Before we left England I photocopied some information on a trek near
Bariloche from a guidebook. It sounded like it could be hard in places but
fun, and so we decided to give it a go the other day. We spoke to the old
guy at the hostel who said it was very beautiful but kept saying 'ojo, el
viento', whilst pointing to his eye- literally meaning eye, the wind, or
watch out for the wind!
He let us leave our backpacks at the hostel and we headed off with lighter
packs and sleeping bags on the bus to Cerro Catedral. This place is normally
a ski resort but was completley dead. The lift we wanted to take was under
repair but luckily another was going so we were able to get up into the
mountain.
The trek takes you to 'refugios' or mountain huts and the book described
some 'minor hand climbing' on the 1st section. In reality we basically spent
4 hours climbing over massive boulders and rocks with a sheer drop to one
side. It was terrifying and knackering! There was then an incredibly steep
climb down to an amazing lake and just when i thought it must be nearly over
another scramble down a mountain side to a bigger lake where the refugio
sat at the far end.
It has to be said that the scenery was incredible but I couldn't really
believe that they let people with no experience climb this - it was so hard!
The refugio was very basic with bunk beds and a wood stove, no electricity
and I wont even mention the toilets(!) but the quiet and solitude of the
place was immense. We sat out for a bit in the freezing cold that night to
see the stars - so clear and bright, you could see the whole milky way. My
thermal vest has proved itself to be a worthy addition to my backpack!
The next morning was a dilema whether to go on to the next refugio (7 hours)
or duck out along an easy path home. My muscles were aching like mad, but I
knew deep down Dave really wanted to go on so we went for it. The first part
involved climbing back up past the 2 lakes which was relatively easy. The
next part however was virtually impossible. A steep steep descent over loose
rocks and scree, falling down into a mountain valley with the wind howling
in our faces. In the end Dave gripped my hand really tight and we literally
surfed down the mountain side. I'm sure it was highly dangerous- I fell over
a few times and have the bruises on my bum to prove it!
The next part was through a beautiful wooded valley with amazing autumn
colours and actually flat walking for a while (more how I'd envisiged a trek
to be!) However it was soon another huge climb and equally trecherous
descent over the next mountain. By now my whole body was completley
exhausted but the refugio was in sight down by another stunning mountain
lake.
We eventually made it down to the hut which was actually pretty nice. We
treated ourselves to a meal which was great, cooked up by the hut caretaker
on a wood stove and served by candlelight. Sat with a cool Isreali couple.

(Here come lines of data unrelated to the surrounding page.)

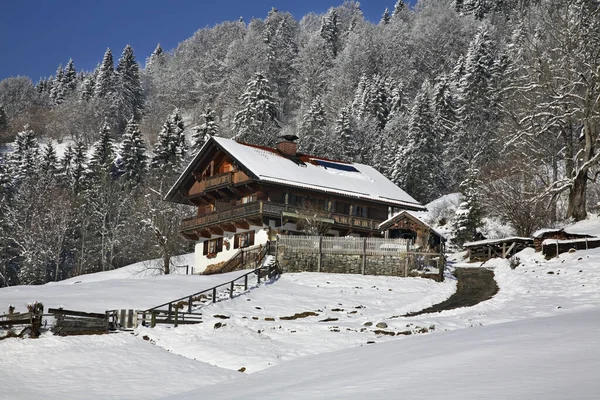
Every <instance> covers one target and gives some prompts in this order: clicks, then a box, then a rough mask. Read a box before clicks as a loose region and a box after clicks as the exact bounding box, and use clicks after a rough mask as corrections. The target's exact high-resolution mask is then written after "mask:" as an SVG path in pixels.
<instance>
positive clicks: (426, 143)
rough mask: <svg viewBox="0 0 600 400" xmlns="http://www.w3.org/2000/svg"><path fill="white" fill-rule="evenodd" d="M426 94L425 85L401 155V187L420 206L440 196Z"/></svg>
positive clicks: (434, 143)
mask: <svg viewBox="0 0 600 400" xmlns="http://www.w3.org/2000/svg"><path fill="white" fill-rule="evenodd" d="M429 90H430V88H429V86H428V85H427V84H425V85H424V87H423V89H422V90H421V91H420V92H419V94H418V95H417V98H416V99H415V103H414V105H413V107H412V110H411V112H410V117H409V121H408V139H407V145H406V147H405V149H404V152H403V154H402V160H403V162H402V171H403V175H404V179H403V182H402V187H403V188H404V189H405V190H406V191H407V192H408V193H410V194H411V195H412V196H413V197H414V198H416V199H417V200H419V201H421V202H422V203H427V202H429V201H431V200H433V199H435V198H436V197H437V196H439V195H440V194H441V190H440V188H439V186H440V180H441V179H440V178H441V177H440V172H441V167H442V165H441V162H440V161H441V160H440V158H441V157H440V156H441V146H440V143H439V142H438V140H439V138H437V137H436V132H435V127H434V117H433V113H432V110H431V107H430V99H429V93H428V92H429Z"/></svg>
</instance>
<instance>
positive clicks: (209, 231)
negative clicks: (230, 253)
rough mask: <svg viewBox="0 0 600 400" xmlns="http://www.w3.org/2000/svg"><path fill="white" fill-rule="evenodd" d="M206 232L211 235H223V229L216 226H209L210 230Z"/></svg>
mask: <svg viewBox="0 0 600 400" xmlns="http://www.w3.org/2000/svg"><path fill="white" fill-rule="evenodd" d="M208 230H209V232H210V233H212V234H213V235H223V229H221V228H220V227H218V226H211V227H210V228H208Z"/></svg>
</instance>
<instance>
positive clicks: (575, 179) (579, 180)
mask: <svg viewBox="0 0 600 400" xmlns="http://www.w3.org/2000/svg"><path fill="white" fill-rule="evenodd" d="M586 190H587V174H585V173H583V172H580V173H579V174H578V175H577V176H576V177H575V179H574V180H573V186H572V187H571V189H570V191H569V205H568V208H567V218H573V219H574V220H575V221H581V220H582V219H585V218H586V217H587V211H586Z"/></svg>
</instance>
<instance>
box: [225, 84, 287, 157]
mask: <svg viewBox="0 0 600 400" xmlns="http://www.w3.org/2000/svg"><path fill="white" fill-rule="evenodd" d="M240 105H241V110H240V111H238V112H237V113H236V114H235V117H234V132H235V140H237V141H238V142H247V143H254V144H262V145H272V144H273V143H274V142H275V137H276V133H277V131H278V130H279V121H278V120H277V116H278V110H277V105H276V103H275V99H274V98H273V94H272V91H271V87H270V85H269V80H268V79H267V78H266V77H265V74H264V73H262V72H257V73H256V74H255V75H254V77H253V79H251V80H250V81H248V84H247V85H246V91H245V92H244V93H243V94H242V95H241V96H240Z"/></svg>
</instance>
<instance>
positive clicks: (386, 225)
mask: <svg viewBox="0 0 600 400" xmlns="http://www.w3.org/2000/svg"><path fill="white" fill-rule="evenodd" d="M404 215H408V216H411V217H413V218H414V219H416V220H418V221H420V222H421V223H422V224H423V225H425V226H426V227H427V228H429V229H430V230H431V231H432V232H434V233H435V234H436V235H438V236H439V237H440V238H442V239H443V240H447V238H446V235H444V234H443V233H442V232H440V231H439V230H437V229H435V228H433V227H432V226H431V225H429V224H428V223H427V222H426V219H427V217H428V216H429V214H428V213H427V212H422V211H408V210H403V211H400V212H399V213H397V214H394V215H393V216H392V217H391V218H388V219H387V220H385V221H383V222H382V223H381V224H379V229H381V230H385V229H388V228H389V227H391V226H392V225H393V224H394V223H395V222H396V221H398V220H400V219H401V218H402V216H404Z"/></svg>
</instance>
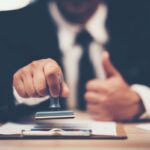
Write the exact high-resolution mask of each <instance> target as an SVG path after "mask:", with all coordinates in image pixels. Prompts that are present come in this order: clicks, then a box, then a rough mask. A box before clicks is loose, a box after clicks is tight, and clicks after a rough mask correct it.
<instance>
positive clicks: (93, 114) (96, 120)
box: [91, 114, 113, 121]
mask: <svg viewBox="0 0 150 150" xmlns="http://www.w3.org/2000/svg"><path fill="white" fill-rule="evenodd" d="M91 118H92V119H93V120H95V121H113V118H112V117H109V116H106V115H97V114H93V115H91Z"/></svg>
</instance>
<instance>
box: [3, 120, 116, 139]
mask: <svg viewBox="0 0 150 150" xmlns="http://www.w3.org/2000/svg"><path fill="white" fill-rule="evenodd" d="M52 124H55V123H54V122H53V123H49V126H50V127H52ZM65 124H66V125H67V126H66V125H65ZM56 125H57V126H58V127H60V128H61V127H62V128H64V127H65V126H66V127H70V128H83V129H84V128H88V129H91V130H92V135H111V136H116V135H117V131H116V123H114V122H96V121H89V120H83V121H79V120H78V121H72V122H70V123H69V122H67V123H62V122H59V123H58V122H57V123H56V124H55V126H54V127H56ZM34 126H35V124H16V123H6V124H4V125H2V126H1V127H0V134H1V135H15V134H21V131H22V130H30V129H31V128H33V127H34ZM40 126H41V125H40ZM44 126H45V123H43V127H44ZM46 126H47V125H46Z"/></svg>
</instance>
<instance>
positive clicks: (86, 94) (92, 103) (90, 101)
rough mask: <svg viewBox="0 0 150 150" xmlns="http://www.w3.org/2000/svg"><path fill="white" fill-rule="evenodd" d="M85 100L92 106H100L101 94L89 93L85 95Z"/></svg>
mask: <svg viewBox="0 0 150 150" xmlns="http://www.w3.org/2000/svg"><path fill="white" fill-rule="evenodd" d="M84 98H85V100H86V101H87V103H92V104H99V94H98V93H95V92H87V93H85V95H84Z"/></svg>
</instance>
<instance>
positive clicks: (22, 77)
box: [22, 71, 38, 97]
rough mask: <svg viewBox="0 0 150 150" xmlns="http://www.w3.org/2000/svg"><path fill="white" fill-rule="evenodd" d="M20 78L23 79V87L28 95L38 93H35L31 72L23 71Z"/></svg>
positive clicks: (32, 94) (30, 94)
mask: <svg viewBox="0 0 150 150" xmlns="http://www.w3.org/2000/svg"><path fill="white" fill-rule="evenodd" d="M22 80H23V84H24V88H25V91H26V93H27V95H28V97H37V96H38V94H37V93H36V90H35V88H34V85H33V76H32V73H31V72H30V71H26V72H24V74H23V76H22Z"/></svg>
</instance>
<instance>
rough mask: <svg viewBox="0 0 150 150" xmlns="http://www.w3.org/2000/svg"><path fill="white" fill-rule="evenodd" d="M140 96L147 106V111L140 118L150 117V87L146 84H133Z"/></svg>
mask: <svg viewBox="0 0 150 150" xmlns="http://www.w3.org/2000/svg"><path fill="white" fill-rule="evenodd" d="M131 89H132V90H134V91H135V92H136V93H137V94H138V95H139V96H140V97H141V100H142V102H143V104H144V107H145V113H144V114H143V115H141V117H140V119H146V118H150V88H149V87H147V86H144V85H139V84H134V85H132V86H131Z"/></svg>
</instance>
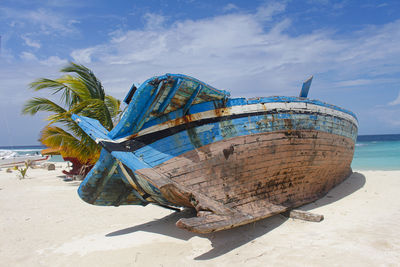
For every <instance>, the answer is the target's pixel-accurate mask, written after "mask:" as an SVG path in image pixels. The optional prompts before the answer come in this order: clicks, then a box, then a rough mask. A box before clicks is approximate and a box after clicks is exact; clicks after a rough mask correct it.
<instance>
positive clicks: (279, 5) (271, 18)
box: [255, 2, 286, 21]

The next day we decided we couldn't do any more of the hike as we were aching
so much, so we took the gentler route back to the road. It was still 6-7 hours
walking, but through a valley with beautiful forest and a winding river. At
luchtime we met the couple from the night before who invited us to share
their lunch. They cooked up soup and mashed potatoe on a camping stove - it
was great and a lot nicer than the dry crackers and biscuits we would have
otherwise had!
We walked the rest of the way back with them and eventually caught a bus
back to our hostel in Bariloche. The hostel owner gave us the funniest look
when we arrived - we were sweaty, smelly, sunburnt, bruised but happy! I cant
actually believe I managed to do it, although it will be a few days till I
can walk normally without pain in my quads again!